1997-2005: Bruce Babbitt (Democratic)
1996 (with Winthrop P. Rockefeller) def. Bay Buchanan (Republican), George S. McGovern (Citizens')
'Past the end of history'
Under Babbitt the United States has "corrected its course", rejoining the NATO command structure and strengthening its links with Britain and France, whilst also pursuing a detente with a increasingly military ruled China. Likewise, Babbitt has ruthlessly embraced free trade and the "age of neoliberalism" to produce a shock to the economy and rapid "economic rejuvenation". With Japan's economy flagging after a demographic downward spiral and with the Soviet Union now facing brutal insurgencies in Central Asia, semi-violent secession in the Baltics, and a war with far-right Ukrainian nationalists, the Eurasia of the early 2000s, if still a threat to the United Staes has long squandered its moment of "near hegemony". Yet if the "Babbitt miracle" has allowed the US to escape from the economic doldrums of the 1970s and 80s, it has come at a dreadful cost. Unemployment remains high despite a record rate of economic growth, and if the United States has become competitive on the world stage, it has been by outsourcing labour and undercutting domestic labour rights.
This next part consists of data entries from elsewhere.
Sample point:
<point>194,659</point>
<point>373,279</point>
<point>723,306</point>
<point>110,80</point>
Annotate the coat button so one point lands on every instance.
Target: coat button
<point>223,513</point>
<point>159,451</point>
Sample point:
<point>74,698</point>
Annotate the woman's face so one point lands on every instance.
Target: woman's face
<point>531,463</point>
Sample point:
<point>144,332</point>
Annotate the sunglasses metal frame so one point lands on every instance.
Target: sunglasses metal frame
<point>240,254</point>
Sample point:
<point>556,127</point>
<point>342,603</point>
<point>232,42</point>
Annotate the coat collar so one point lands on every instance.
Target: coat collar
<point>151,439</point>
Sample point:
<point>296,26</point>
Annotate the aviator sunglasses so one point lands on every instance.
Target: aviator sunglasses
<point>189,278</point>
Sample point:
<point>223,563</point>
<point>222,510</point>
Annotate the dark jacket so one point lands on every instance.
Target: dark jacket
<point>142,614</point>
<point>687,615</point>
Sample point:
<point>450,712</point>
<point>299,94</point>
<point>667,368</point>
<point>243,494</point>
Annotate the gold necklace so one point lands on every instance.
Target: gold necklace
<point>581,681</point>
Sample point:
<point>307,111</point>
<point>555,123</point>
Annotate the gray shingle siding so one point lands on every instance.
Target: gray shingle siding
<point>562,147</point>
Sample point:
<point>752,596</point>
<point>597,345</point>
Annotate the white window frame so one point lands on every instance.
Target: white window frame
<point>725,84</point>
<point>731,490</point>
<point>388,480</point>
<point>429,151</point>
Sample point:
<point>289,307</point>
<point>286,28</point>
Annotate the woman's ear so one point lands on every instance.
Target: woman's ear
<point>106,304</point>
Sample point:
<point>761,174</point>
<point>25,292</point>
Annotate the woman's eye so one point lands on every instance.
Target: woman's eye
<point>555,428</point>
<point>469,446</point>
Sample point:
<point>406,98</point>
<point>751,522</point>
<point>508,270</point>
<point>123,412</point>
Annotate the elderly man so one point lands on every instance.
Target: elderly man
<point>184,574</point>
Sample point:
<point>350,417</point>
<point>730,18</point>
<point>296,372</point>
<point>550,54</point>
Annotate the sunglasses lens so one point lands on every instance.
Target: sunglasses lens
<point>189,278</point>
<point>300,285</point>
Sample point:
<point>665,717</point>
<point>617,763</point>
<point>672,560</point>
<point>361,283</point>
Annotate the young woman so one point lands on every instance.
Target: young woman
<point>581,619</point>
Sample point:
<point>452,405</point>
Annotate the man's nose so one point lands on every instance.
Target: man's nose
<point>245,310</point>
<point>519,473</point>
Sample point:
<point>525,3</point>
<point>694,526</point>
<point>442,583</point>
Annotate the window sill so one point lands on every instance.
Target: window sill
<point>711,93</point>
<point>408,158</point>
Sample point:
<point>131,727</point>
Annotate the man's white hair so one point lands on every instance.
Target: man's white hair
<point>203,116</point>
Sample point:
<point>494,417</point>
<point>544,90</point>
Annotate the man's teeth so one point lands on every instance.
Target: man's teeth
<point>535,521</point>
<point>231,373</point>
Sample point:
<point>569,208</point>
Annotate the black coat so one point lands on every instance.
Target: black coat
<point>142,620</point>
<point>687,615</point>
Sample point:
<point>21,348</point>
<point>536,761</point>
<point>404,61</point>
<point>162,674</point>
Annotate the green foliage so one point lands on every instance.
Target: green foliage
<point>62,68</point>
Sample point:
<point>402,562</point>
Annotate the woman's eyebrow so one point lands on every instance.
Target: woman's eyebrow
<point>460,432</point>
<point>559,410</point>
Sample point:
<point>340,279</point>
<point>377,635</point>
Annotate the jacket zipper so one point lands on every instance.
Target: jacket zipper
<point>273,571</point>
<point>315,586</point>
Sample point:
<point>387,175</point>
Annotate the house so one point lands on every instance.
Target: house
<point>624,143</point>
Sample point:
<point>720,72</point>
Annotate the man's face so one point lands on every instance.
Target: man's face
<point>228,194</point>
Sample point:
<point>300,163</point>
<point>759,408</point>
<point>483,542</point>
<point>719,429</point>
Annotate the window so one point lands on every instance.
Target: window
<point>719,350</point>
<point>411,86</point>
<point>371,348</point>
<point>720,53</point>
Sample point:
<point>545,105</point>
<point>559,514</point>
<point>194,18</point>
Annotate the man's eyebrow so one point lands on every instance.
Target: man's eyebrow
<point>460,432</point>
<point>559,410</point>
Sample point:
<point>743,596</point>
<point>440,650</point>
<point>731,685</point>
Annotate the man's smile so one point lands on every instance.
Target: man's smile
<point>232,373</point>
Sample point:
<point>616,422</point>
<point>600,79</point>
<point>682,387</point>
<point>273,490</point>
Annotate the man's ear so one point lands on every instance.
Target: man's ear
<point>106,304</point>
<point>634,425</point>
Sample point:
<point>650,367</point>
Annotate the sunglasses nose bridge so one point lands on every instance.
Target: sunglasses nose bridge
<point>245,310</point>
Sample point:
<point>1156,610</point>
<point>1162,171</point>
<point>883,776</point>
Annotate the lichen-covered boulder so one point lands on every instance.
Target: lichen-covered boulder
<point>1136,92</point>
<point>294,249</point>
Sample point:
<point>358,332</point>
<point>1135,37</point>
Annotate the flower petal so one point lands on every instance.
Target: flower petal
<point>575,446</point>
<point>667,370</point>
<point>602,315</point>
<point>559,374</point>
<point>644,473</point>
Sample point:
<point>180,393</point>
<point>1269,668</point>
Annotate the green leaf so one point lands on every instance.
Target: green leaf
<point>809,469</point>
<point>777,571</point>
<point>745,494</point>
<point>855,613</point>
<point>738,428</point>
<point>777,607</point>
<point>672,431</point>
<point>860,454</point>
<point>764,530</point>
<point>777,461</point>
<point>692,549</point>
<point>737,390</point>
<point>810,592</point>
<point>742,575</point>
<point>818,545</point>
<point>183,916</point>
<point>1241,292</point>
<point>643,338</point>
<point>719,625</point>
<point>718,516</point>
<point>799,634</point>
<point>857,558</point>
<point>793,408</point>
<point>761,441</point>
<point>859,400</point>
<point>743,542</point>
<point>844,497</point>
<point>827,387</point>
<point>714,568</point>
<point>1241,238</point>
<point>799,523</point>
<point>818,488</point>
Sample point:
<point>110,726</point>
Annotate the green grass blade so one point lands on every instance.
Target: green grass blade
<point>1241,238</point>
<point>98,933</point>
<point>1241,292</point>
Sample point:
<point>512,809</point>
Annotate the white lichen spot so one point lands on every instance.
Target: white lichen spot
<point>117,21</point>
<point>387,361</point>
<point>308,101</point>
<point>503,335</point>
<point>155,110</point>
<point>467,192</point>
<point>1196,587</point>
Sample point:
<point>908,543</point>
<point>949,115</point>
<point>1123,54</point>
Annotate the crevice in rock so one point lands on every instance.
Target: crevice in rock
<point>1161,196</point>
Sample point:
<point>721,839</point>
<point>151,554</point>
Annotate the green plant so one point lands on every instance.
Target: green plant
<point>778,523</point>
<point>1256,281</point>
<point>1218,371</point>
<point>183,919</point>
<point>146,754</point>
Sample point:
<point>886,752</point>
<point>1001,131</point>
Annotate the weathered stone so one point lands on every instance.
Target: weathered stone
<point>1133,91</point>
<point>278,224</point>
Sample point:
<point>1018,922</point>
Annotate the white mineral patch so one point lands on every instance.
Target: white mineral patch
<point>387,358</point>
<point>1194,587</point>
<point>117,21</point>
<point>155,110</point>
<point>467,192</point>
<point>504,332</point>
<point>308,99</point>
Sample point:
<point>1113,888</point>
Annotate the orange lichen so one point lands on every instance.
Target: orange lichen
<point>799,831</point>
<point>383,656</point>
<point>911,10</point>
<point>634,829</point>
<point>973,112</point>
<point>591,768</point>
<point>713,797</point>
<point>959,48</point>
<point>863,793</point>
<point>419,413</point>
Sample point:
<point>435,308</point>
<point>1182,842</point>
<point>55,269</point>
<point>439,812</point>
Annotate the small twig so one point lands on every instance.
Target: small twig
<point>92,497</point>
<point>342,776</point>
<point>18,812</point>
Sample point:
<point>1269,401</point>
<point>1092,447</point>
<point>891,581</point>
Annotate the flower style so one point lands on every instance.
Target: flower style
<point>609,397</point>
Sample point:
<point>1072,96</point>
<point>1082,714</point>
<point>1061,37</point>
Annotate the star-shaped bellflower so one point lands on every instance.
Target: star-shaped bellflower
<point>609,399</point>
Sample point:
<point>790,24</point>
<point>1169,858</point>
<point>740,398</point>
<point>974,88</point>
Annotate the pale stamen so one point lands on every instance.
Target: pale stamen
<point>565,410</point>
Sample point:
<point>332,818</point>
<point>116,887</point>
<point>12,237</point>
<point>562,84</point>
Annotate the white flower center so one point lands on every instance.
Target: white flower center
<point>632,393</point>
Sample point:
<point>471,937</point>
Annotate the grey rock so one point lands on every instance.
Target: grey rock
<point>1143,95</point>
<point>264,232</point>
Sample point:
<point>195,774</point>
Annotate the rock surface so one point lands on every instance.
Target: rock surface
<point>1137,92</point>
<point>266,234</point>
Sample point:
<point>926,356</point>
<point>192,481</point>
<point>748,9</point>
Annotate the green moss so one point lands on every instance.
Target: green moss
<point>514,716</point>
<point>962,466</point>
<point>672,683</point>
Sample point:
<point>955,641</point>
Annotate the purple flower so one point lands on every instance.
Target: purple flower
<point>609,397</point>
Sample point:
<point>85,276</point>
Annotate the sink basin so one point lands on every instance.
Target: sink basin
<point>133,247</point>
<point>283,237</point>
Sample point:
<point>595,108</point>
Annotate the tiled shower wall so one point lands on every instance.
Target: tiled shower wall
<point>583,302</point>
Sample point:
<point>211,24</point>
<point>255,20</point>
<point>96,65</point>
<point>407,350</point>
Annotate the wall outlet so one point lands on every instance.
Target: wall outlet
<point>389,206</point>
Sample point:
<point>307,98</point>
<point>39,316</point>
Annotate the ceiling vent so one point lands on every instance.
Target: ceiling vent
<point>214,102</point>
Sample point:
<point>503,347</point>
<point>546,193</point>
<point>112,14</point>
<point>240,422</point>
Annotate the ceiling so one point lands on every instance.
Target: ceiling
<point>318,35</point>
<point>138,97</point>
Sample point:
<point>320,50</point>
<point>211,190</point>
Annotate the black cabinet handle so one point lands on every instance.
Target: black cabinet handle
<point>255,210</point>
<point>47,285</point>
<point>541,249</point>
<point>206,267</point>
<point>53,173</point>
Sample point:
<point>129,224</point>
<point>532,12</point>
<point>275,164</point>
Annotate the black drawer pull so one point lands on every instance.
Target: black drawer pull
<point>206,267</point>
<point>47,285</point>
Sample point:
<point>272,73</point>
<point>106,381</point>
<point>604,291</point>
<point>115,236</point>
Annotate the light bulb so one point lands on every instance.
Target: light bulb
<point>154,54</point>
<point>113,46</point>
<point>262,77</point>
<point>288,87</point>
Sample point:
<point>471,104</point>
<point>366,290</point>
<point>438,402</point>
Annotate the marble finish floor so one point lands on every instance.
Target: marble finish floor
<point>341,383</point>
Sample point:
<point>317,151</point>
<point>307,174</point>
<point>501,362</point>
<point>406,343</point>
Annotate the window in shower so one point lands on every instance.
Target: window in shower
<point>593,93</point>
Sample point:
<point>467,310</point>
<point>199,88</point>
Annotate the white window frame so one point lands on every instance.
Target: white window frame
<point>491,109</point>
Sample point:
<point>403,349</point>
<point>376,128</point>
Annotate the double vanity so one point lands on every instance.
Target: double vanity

As Babbitt gears up for the 2000 election, it is clear that he has yet to forge a new consensus: GOP rising stars John Bush and Elizabeth Warren may still be battling it out for the nomination, but they can agree on one thing, no Republican government would allow such flagrant undercutting of the American worker, the backbone of a strong and free United States.
~-~
Just as a bit of background, this isn't an explicitly serious list in the sense that I wanted desperately to track what could happen if Bush had been VP instead of Ford, rather it's an attempt to map out a (hopefully vaguely plausible) way to map out a few different concepts. In this world you have a US even more wedded to the military industrial complex, an explicitly and wholeheartedly neoliberal Democrtaic party (even more so than OTL) in response to a longer period of decline under Nixonian Keynesian economics, a Reaganite nightmare vision of the consequences of detente run amok, and a GOP that's embraced workers' rights as a central plank of a hyper-corporatist military industrial state. I hope you enjoyed it.